Seheb se quedó mirando al Rey Imperecedero con los ojos brillantes de miedo. Los inmortales se encontraban a sólo unos pasos de distancia, esperando la orden de Nagash. Armándose de valor, pegó la frente al suelo como lo habría hecho un esclavo ante su amo.
—Como ordenéis, alteza; así se hará —dijo—. Hagamos que Mahrak se doblegue ante vuestro poder.
Nagash consideró a los reyes gemelos un momento más, y luego les hizo una seña a los inmortales para que se apartaran.
—La última batalla casi ha llegado —dijo mientras las pálidas figuras regresaban a sus sitios—. Servidme bien y prosperaréis. La misma inmortalidad será vuestra.
A otro gesto de la mano del nigromante, sus espíritus soltaron a Arkhan. El visir cayó desplomado; aún estaba demasiado débil para mantenerse en pie, pero tenía la piel intacta una vez más. Nagash estudió al visir, que permanecía en el suelo, y asintió moviendo la cabeza con aire pensativo.
—Las maravillas de la era que se avecina serán abundantes —anunció.
* * *
Sólo los dioses salvaron a los ejércitos del este, o eso creían sus guerreros.
Encontraron las Puertas del Alba abandonadas, algo inaudito desde los tiempos de Settra, cientos de años atrás. Ekhreb y sus jinetes tomaron las fortificaciones sin incidentes y encontraron los almacenes bien abastecidos de comida, agua y pertrechos, lo suficiente para sustentar al ejército en la larga marcha hacia Mahrak. Todas las compañías cogieron sus propias provisiones mientras atravesaban las puertas y entraban en el Valle de los Reyes, e incluso lograron descansar unas cuantas horas mientras los ingenieros lybaranos buscaban un modo de derribar las fortificaciones.
Entretanto, corrió el rumor de que una flecha había matado a Rakh-amn-hotep, el rey rasetrano, mientras luchaba junto a la retaguardia en las afueras de Quatar. Hekhmenukep, el rey sacerdote de Lybaras, todavía se aferraba a la vida, pero nadie sabía por cuánto tiempo. Los nobles de la hueste que aún vivían comenzaron a hablar de regresar a sus casas. Aquella tarde, por espacio de unas cuantas horas, el ejército se tambaleó una vez más al borde de la destrucción.
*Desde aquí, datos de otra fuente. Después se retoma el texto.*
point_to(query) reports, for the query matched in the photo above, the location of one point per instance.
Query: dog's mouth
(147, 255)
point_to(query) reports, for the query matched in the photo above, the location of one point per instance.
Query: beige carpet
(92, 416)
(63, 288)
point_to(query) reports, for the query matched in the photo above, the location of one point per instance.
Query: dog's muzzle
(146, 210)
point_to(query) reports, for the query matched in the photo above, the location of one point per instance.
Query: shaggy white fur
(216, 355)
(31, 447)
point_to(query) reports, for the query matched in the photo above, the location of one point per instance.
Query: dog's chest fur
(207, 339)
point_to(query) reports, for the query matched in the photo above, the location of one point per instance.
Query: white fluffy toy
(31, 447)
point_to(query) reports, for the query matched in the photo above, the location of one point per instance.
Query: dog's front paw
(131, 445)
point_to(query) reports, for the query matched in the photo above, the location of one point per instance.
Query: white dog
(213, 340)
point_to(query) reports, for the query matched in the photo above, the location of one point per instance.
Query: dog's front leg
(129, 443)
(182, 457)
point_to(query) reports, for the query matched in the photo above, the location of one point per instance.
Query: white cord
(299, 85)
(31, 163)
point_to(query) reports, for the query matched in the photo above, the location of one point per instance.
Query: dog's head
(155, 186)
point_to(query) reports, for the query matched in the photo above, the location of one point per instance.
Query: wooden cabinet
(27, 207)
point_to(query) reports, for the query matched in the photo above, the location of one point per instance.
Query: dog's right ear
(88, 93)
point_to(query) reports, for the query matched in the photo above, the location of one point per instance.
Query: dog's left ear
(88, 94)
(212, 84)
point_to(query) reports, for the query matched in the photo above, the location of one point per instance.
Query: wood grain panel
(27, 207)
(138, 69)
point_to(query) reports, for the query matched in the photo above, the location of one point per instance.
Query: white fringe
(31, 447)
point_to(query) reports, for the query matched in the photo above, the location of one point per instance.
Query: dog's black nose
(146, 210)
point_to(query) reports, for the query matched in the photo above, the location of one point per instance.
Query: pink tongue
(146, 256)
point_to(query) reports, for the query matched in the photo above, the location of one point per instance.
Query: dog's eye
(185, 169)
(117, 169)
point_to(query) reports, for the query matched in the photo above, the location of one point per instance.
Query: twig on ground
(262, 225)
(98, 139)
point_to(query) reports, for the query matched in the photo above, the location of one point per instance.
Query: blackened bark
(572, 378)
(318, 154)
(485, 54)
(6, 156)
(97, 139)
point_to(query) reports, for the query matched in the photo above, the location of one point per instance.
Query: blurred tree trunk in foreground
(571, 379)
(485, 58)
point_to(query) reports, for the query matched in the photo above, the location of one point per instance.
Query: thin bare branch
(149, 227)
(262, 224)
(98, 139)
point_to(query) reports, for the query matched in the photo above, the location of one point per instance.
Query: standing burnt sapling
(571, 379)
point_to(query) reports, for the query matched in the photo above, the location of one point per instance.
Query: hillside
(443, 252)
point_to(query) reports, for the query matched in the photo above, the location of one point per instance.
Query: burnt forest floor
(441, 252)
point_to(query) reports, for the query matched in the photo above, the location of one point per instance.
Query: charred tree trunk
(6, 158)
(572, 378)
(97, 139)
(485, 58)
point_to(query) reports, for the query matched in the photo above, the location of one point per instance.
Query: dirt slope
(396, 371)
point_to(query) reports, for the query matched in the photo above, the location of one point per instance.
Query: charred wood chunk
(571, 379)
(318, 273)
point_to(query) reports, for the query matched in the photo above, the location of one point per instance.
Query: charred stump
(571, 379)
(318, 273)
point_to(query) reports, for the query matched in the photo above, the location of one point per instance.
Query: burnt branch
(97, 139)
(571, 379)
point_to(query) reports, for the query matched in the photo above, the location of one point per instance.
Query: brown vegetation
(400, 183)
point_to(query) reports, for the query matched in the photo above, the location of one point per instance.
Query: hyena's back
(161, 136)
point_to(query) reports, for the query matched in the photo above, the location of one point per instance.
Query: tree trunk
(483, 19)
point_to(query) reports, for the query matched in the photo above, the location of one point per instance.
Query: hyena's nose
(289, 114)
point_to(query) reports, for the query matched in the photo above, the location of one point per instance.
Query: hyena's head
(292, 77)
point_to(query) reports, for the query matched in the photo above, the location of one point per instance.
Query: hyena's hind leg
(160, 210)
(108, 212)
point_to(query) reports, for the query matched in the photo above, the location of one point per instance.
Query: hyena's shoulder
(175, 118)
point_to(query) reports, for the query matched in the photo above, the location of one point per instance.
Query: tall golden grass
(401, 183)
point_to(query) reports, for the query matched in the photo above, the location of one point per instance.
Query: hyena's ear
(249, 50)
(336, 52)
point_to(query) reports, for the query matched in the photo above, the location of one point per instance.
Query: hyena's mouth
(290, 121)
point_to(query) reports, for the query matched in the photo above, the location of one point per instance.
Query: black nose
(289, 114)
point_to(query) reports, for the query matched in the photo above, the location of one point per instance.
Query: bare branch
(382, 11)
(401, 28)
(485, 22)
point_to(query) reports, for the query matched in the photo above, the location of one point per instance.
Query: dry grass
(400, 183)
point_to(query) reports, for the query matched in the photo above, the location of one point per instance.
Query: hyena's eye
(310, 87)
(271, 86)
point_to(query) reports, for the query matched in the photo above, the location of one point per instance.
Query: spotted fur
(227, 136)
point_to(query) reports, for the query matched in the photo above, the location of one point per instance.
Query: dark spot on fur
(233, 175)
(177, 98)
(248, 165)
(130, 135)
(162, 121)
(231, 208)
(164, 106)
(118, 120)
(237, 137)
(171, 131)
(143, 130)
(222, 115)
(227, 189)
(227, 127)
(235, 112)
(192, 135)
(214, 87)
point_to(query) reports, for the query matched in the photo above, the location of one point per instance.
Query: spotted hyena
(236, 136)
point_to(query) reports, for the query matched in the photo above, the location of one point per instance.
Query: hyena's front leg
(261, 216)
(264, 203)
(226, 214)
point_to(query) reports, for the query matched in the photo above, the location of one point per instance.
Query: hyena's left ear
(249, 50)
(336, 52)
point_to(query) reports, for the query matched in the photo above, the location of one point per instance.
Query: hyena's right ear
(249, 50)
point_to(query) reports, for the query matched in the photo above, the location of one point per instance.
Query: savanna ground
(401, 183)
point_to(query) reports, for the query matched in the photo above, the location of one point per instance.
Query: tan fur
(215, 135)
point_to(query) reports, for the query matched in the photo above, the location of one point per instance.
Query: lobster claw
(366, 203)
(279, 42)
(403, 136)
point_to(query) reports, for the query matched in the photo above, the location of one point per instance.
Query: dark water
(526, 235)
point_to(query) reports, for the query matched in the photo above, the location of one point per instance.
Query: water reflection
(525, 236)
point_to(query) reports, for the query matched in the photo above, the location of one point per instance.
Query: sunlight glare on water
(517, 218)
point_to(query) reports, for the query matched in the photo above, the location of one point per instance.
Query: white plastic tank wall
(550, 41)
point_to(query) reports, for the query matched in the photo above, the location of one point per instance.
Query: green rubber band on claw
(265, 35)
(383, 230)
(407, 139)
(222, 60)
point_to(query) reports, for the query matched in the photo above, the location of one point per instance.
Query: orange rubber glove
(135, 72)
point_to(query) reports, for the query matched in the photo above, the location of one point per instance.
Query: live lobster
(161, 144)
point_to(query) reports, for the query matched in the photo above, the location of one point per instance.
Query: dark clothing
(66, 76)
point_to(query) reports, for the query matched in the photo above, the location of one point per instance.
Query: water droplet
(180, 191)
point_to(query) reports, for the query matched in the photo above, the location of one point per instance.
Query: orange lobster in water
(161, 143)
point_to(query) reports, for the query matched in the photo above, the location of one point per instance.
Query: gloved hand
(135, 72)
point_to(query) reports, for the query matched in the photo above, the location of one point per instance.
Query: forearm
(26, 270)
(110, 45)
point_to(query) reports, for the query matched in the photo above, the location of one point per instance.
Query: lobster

Entonces, la noticia se extendió por las filas: ¡Rakh-amn-hotep seguía vivo! La flecha del enemigo lo había herido de gravedad, pero sólo la suerte había querido que la saeta no tocara las arterias principales. La retaguardia lo trajo a las fortificaciones, donde los sacerdotes del ejército se encargaron de él.
A continuación, cuando los ingenieros lybaranos hubieron hecho su labor, las trompetas resonaron desde la cima de las fortificaciones, y el ejército formó en el lado occidental de la muralla. En medio de una fanfarria de cuernos, una columna de carros atravesó las puertas y recorrió lentamente toda la columna. Los agotados lybaranos gritaron entusiasmados al ver a su rey montado en el carro de cabeza. La fiebre de Hekhmenukep había remitido a lo largo de la tarde y el rey sacerdote les había ordenado a sus Ushabtis que preparasen su carro para que sus hombres pudieran ver que se encontraba bien. Logró poco más que mantenerse erguido mientras se dirigía a la parte delantera del ejército, pero el gesto tuvo el efecto deseado. Una vez recobrada la moral, el ejército reanudó la larga retirada en dirección este, hacia Mahrak. Tras ellos, las antiguas fortificaciones construidas por el primer rey de Quatar se derrumbaron en medio de un estruendo de roca chirriante y una creciente cortina de polvo blanca como la tiza.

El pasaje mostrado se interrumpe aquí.